Mahkemece, yazılı gerekçeyle davanın reddine karar verilmiş ise de gerekçeye katılmak mümkün değildir. Taşınmazlara ait tapu kayıtları incelendiğinde evlilik birliği içerisinde eşler arasında edinilmiş mallara katılma rejiminin geçerli olduğu dönemde satış nedenine dayalı olarak davalı adına edinildiği açıktır. Taşınmazların, edinilmiş mal olmadığını ispat yükü Yasa gereği davalıda olup dosya kapsamından bu hususun ispat edilemediği anlaşılmaktadır.
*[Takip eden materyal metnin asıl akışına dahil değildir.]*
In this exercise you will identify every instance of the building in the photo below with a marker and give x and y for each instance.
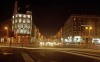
(59, 35)
(80, 29)
(22, 26)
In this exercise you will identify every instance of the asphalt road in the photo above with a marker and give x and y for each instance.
(40, 55)
(8, 55)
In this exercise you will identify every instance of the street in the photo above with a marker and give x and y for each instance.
(48, 55)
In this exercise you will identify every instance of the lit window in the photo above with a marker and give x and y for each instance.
(20, 20)
(24, 16)
(74, 18)
(28, 16)
(20, 15)
(28, 21)
(21, 25)
(16, 15)
(13, 17)
(21, 31)
(24, 21)
(15, 20)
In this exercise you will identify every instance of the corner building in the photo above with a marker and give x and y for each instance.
(82, 29)
(22, 27)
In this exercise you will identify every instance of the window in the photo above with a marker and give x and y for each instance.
(20, 20)
(23, 20)
(75, 32)
(79, 27)
(20, 15)
(74, 23)
(15, 20)
(24, 16)
(28, 21)
(28, 16)
(75, 28)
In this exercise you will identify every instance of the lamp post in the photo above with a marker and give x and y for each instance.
(7, 31)
(8, 35)
(89, 28)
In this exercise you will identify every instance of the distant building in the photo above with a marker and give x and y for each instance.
(22, 26)
(82, 29)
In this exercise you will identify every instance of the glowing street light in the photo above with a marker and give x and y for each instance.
(7, 31)
(89, 28)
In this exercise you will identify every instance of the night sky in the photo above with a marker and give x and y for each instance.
(49, 15)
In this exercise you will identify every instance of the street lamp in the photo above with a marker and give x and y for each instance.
(89, 28)
(7, 31)
(8, 35)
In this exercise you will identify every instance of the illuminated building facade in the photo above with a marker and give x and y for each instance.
(22, 26)
(82, 29)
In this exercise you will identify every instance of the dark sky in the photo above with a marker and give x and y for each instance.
(49, 15)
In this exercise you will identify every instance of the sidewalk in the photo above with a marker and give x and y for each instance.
(27, 58)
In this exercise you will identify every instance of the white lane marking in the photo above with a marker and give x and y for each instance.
(97, 58)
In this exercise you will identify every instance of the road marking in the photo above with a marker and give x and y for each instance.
(97, 58)
(27, 58)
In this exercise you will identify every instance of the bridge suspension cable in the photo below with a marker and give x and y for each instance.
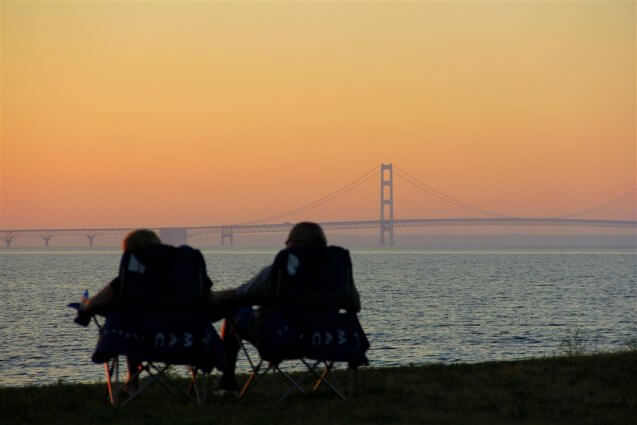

Mahkemece, tasfiyeye konu edilen taşınmazların davalının edinilmiş malı olduklarının kabulü ile, iddia, savunma ve deliller çevçevesinde taşınmazlar yönünden yukarıda izah edilen ilkeler gözetilerek tasfiye tarihi tibariyle sürüm değerlerinin tespit edilmesi, taşınmazlara ait mal rejiminin sona erdiği tarih itibariyle mevcut borçlar da hesaplamaya dahil edilerek artık değer olup olmadığının tespiti, artık değer var ise davacı kadının yasadan kaynaklanan artık değere katılma alacağının bulunacağı gözetilmeden eksik araştırma ve inceleme ile karar verilmesi isabetsiz olup bozmayı gerektirmiştir.
SONUÇ: Temyiz olunan kararın yukarıda davacı vekilinin yazılı temyiz itirazları yerinde görüldüğünden kabulü ile hükmün 6100 sayılı HMK"nun Geçici 3. maddesi yollaması ile HUMK’nun 428. maddesi uyarınca BOZULMASINA, taraflarca HUMK"nun 440/I maddesi gereğince Yargıtay Daire ilamının tebliğinden itibaren ilama karşı 15 gün içinde karar düzeltme isteğinde bulunulabileceğine ve peşin harcın istek halinde iadesine 22.02.2017 tarihinde oybirliğiyle karar verildi.